The above annotation will map the database column first_name to the Ballerina record field firstName. If the query() function does not return first_name column, the field will not be populated.

Multiple table columns can be matched to a single Ballerina record within a returned record. For instance if the query returns data from multiple tables as follows, schema Both TEACHERS.id and TEACHERS.name can be grouped to another Typed record such as Teacher type.

public type Students record {|
    int id;
    string name;
    string? age;
    float? gpa;
    Teachers teachers;
|}
type Teachers record {|
    int id;
    string name;
|}

In the above scenario also, sql:Column annotation can be used to rename field name such as,

public type Students record {|
    int id;
    string name;
    string? age;
    float? gpa;
    @sql:Column { name: "teachers" }
    Teacher teacher;
|}

The returned stream needs to be closed properly to release resources. The stream is automatically closed if either it is iterated fully or consists of an error. If result is accessed one by one using next() method, it should be closed after the required results are accessed.

# Releases the associated resources such as the database connection, results, etc.
#
# + return - An `sql:Error` if any error occurred while cleanup
public isolated function close() returns Error?;

Usage:

check resultStream.close();

4.2. Query row

queryRow() remote method executes the SQL query return at most one row of the result.

# Executes the query, which is expected to return at most one row of the result.
# If the query does not return any results, `sql:NoRowsError` is returned.
#
# + sqlQuery - The SQL query
# + returnType - The `typedesc` of the record to which the result needs to be returned.
#                It can be a basic type if the query result contains only one column
# + return - Result in the `returnType` type or an `sql:Error`
remote isolated function queryRow(ParameterizedQuery sqlQuery, typedesc<anydata> returnType = <>)
                                            returns returnType|Error;

The provided return type(inferred from LHS) can be of 2 types,

Ballerina record Returns only the first row retrieved by the query as a record.

int id = 10;
sql:ParameterizedQuery query = `SELECT * FROM students WHERE id = ${id}`;
Student retrievedStudent = check dbClient->queryRow(query);

Ballerina primitive type Return the value of the first column of the first row retrieved by the query.

int age = 12;
sql:ParameterizedQuery query = `SELECT COUNT(*) FROM students WHERE age < ${age}`;
int youngStudents = check dbClient->queryRow(query);

sql:NoRowsError is returned if the query does not return at most of one result.

4.3. Execute

execute() remote method executes the SQL query return metadata of the execution.

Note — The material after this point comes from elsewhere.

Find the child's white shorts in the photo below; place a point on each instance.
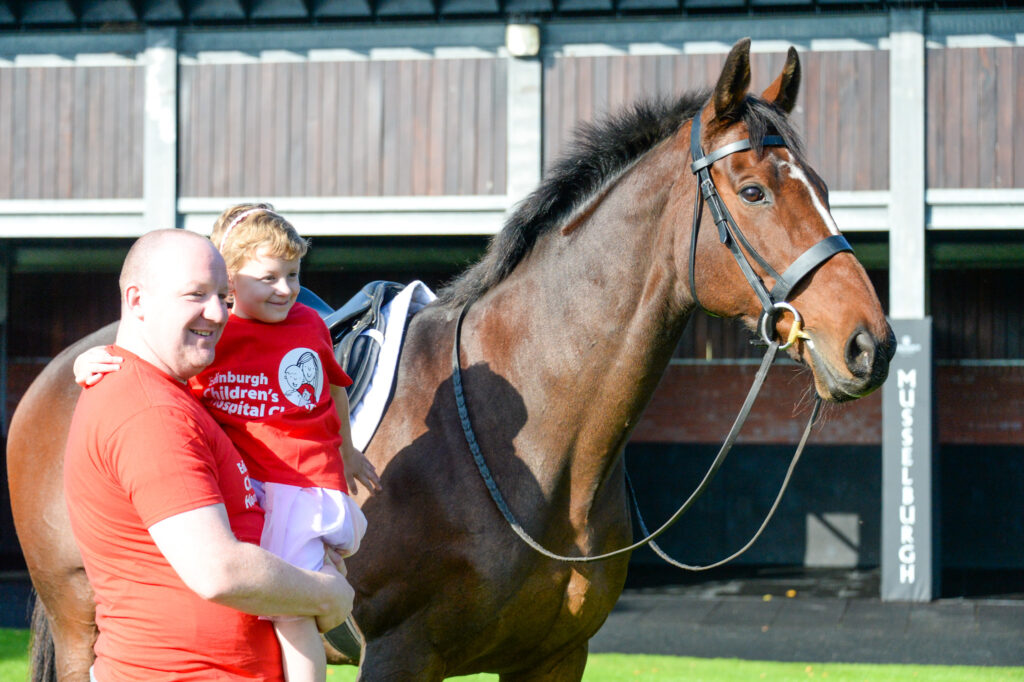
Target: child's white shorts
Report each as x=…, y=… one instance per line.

# Executes the SQL query. Only the metadata of the execution is returned (not the results from the query).
#
# + sqlQuery - The SQL query
# + return - Metadata of the query execution as an `sql:ExecutionResult` or an `sql:Error`
remote isolated function execute(ParameterizedQuery sqlQuery) returns ExecutionResult|Error;

The metadata is returned as sql:ExecutionResult record,

# Metadata of the query execution.
#
# + affectedRowCount - Number of rows affected by the execution of the query. It may be one of the following,  
#                      (1) A number greater than or equal to zero, the count of affected rows after the successful 
#                          execution of the query  
#                      (2) A value of the `SUCCESS_NO_INFO`, the count of affected rows is unknown after the successful 
#                          execution of the query  
#                      (3) A value of the `EXECUTION_FAILED`, the query execution failed
# + lastInsertId - The ID generated by the database in response to a query execution. This can be `()` in case 
#                  the database does not support this feature
public type ExecutionResult record {
    int? affectedRowCount;
    string|int? lastInsertId;
};

This sample demonstrates modifying data by executing an UPDATE statement via the execute remote method of the client.

int age = 23;
sql:ParameterizedQuery query = `UPDATE students SET name = 'John' WHERE age = ${age}`;
sql:ExecutionResult result = check dbClient->execute(query);

4.4. Batch execute

batchExecute() remote method executes the SQL query with multiple sets of parameters in a batch. To optimize memory utilisation, the inputs would be executed in batch sizes of 1000.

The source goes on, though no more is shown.